VANCOUVER - Five candidates are on the ballot in South Surrey-White Rock this election, but just two of them -- Liberal Gordie Hogg and Conservative Kerry-Lynne Findlay – combined for nearly 90 per cent of votes cast in a byelection in December 2017.

Hogg narrowly emerged victorious in that byelection, claiming 47.4 per cent of the vote to Findlay's 42.3. The big question going into this year's general election rematch between the two candidates is whether the former White Rock mayor will be able to maintain his edge.

Historically speaking, Hogg should be an underdog. Until his byelection victory, no Liberal had represented any part of the frequently redrawn riding since the 1940s.

That said, both elections since the electoral district's current boundaries were drawn in 2013 have been close Liberal-Conservative contests. In the 2015 federal election, former Surrey mayor Dianne Watts defeated Liberal candidate Judith Higginbotham by fewer than 1,500 votes.
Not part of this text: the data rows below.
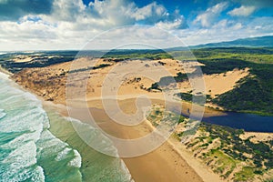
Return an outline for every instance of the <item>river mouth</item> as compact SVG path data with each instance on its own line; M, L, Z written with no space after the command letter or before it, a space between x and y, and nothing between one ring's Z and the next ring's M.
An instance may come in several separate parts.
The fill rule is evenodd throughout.
M203 117L202 122L244 129L248 132L273 133L273 116L236 112L226 112L226 114Z

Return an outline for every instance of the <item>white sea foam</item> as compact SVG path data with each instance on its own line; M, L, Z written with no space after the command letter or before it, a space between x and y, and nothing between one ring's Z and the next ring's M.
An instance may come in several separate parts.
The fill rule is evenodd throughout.
M61 161L61 160L65 159L71 150L72 150L71 148L65 147L65 149L63 149L61 152L58 153L58 155L56 156L56 157L55 159L56 161Z
M0 108L0 119L5 117L5 116L6 116L6 113L5 113L5 110Z
M6 149L0 155L0 181L45 181L37 158L50 156L56 155L60 160L69 157L69 164L80 167L79 153L47 130L49 120L41 102L34 95L9 86L11 81L5 75L0 73L0 133L16 136L0 146Z

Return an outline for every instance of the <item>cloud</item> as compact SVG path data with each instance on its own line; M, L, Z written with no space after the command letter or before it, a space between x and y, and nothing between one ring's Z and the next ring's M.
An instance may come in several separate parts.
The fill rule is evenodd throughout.
M0 0L0 6L11 5L11 2ZM54 0L50 5L50 1L47 2L47 6L44 1L39 5L45 5L46 11L39 8L28 11L22 3L9 7L22 9L14 13L12 18L5 20L5 16L0 15L0 19L5 20L0 21L2 50L81 48L103 31L136 24L165 29L187 27L179 12L169 14L164 5L156 2L144 6L128 0L95 0L89 5L84 5L82 0Z
M48 15L53 0L0 0L0 21L16 21L25 15Z
M255 6L242 5L238 8L235 8L229 11L228 14L233 16L248 16L256 10Z
M208 27L212 25L218 15L228 8L228 3L223 2L217 4L216 5L207 8L205 12L199 14L194 20L194 24L200 23L203 27Z
M248 24L224 19L209 28L204 27L191 31L187 29L177 30L173 33L180 37L185 44L193 46L238 38L273 35L271 22L273 22L273 17L255 17Z

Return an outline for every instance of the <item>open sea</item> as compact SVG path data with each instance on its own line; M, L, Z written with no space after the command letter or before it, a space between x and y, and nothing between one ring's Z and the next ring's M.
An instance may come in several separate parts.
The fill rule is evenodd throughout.
M0 73L0 182L131 180L121 159L90 148L71 121Z

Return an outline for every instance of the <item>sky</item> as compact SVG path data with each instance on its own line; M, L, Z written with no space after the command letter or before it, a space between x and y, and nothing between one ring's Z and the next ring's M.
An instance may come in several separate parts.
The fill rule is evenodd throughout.
M93 48L194 46L273 35L272 23L272 0L0 0L0 52L79 50L97 36Z

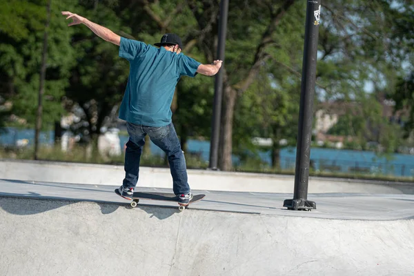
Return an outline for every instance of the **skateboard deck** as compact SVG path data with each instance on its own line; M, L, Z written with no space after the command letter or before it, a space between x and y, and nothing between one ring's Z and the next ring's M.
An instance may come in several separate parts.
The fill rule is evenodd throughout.
M117 195L121 196L118 189L115 189ZM178 199L174 194L167 193L155 193L155 192L135 192L132 195L132 201L130 203L130 206L132 208L137 207L137 204L139 202L139 199L148 199L148 200L157 200L161 201L175 201L178 203L179 209L182 211L186 209L186 207L188 205L199 201L206 197L206 195L194 195L193 199L190 201L188 205L182 205L178 203Z

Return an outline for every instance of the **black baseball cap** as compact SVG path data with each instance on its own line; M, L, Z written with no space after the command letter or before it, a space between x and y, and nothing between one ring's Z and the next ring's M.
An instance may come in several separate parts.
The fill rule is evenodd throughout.
M159 43L155 43L154 45L157 47L161 47L167 44L178 45L178 47L183 50L183 43L181 42L178 34L165 34L161 38L161 41Z

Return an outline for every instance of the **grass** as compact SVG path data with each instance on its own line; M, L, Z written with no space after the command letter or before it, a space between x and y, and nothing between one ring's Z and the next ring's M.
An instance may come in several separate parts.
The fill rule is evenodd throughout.
M33 159L33 148L0 148L0 159ZM65 161L75 163L90 163L98 164L110 164L124 166L124 155L109 156L108 155L92 154L90 148L77 146L67 152L62 151L59 147L43 146L39 149L39 159L44 161ZM186 155L186 161L188 168L206 169L208 162L202 160L199 156ZM141 165L144 166L168 168L168 163L164 157L143 154L141 157ZM259 172L268 174L295 175L294 170L277 170L270 168L255 158L246 159L241 166L235 166L232 171L244 172ZM414 182L414 177L396 177L386 175L371 175L364 173L344 173L320 172L310 170L310 176L322 177L337 177L353 179L377 180L390 182Z

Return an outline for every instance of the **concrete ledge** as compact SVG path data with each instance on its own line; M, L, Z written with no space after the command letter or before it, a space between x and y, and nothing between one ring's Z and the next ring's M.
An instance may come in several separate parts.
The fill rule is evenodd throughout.
M124 167L90 164L0 160L0 178L24 181L118 186ZM141 167L138 185L172 188L168 168ZM188 170L193 190L293 193L293 175ZM414 184L310 177L309 193L357 193L414 195Z

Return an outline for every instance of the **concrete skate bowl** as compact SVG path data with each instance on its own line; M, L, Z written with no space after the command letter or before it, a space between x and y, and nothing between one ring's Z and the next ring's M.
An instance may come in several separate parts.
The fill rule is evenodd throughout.
M408 275L414 219L0 197L0 275Z

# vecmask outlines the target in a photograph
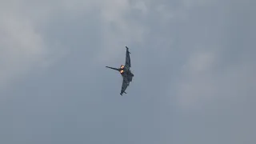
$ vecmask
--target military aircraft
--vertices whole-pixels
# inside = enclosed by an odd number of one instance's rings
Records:
[[[121,75],[122,76],[122,90],[120,94],[122,96],[122,94],[126,93],[126,90],[130,85],[130,82],[133,80],[133,77],[134,76],[134,74],[130,71],[130,51],[129,48],[126,47],[126,64],[125,66],[121,65],[120,68],[114,68],[114,67],[109,67],[106,66],[107,68],[115,70],[120,72]]]

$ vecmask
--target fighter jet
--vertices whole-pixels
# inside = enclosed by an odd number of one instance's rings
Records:
[[[130,85],[130,82],[133,80],[133,77],[134,76],[134,74],[130,71],[130,52],[129,48],[126,47],[126,64],[125,66],[121,65],[120,68],[114,68],[114,67],[109,67],[106,66],[107,68],[119,71],[121,75],[122,76],[122,90],[120,94],[122,96],[122,94],[126,93],[126,90],[127,86]]]

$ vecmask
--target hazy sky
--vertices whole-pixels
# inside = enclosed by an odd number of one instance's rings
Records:
[[[255,4],[0,0],[0,143],[256,143]]]

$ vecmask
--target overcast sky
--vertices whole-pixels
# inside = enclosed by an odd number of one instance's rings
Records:
[[[256,143],[255,4],[0,0],[0,143]]]

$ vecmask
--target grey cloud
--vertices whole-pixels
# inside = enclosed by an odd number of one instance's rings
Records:
[[[254,143],[252,2],[30,3],[50,65],[0,92],[0,142]],[[120,97],[105,66],[124,63],[125,45],[135,77]]]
In both 2015 and 2017, the NDP candidate finished in a distant third place. This year, Stephen Crozier will be hoping to improve on that showing. And he'll be doing it against the woman who carried his party's banner in 2015: Beverly "Pixie" Hobby. This time around, she's running for the Green Party. In 2017, the NDP candidate claimed just 4.9 per cent of the vote, and the Green candidate captured only 4.1 per cent.

Rounding out the field is People's Party of Canada candidate Joel Poulin. The 2017 byelection happened before the founding of the PPC.

To win a seat in the House of Commons, the victorious candidate will almost certainly need to beat Hogg's raw vote total from 2017. Turnout in the byelection was just over 38 per cent of eligible electors. In the 2015 general election, by contrast, nearly 74 per cent turned out to vote.

Voter turnout across Canada was up during the 2015 election, and a surge in young voters -- in particular -- has been credited with giving Justin Trudeau and the Liberals the support they needed to win a majority government.

In South Surrey-White Rock, however, a change in youth turnout is likely to have a more muted effect. The riding has a considerably smaller proportion of residents under age 40 than the B.C. average, and it has a larger percentage of residents ages 65 and older.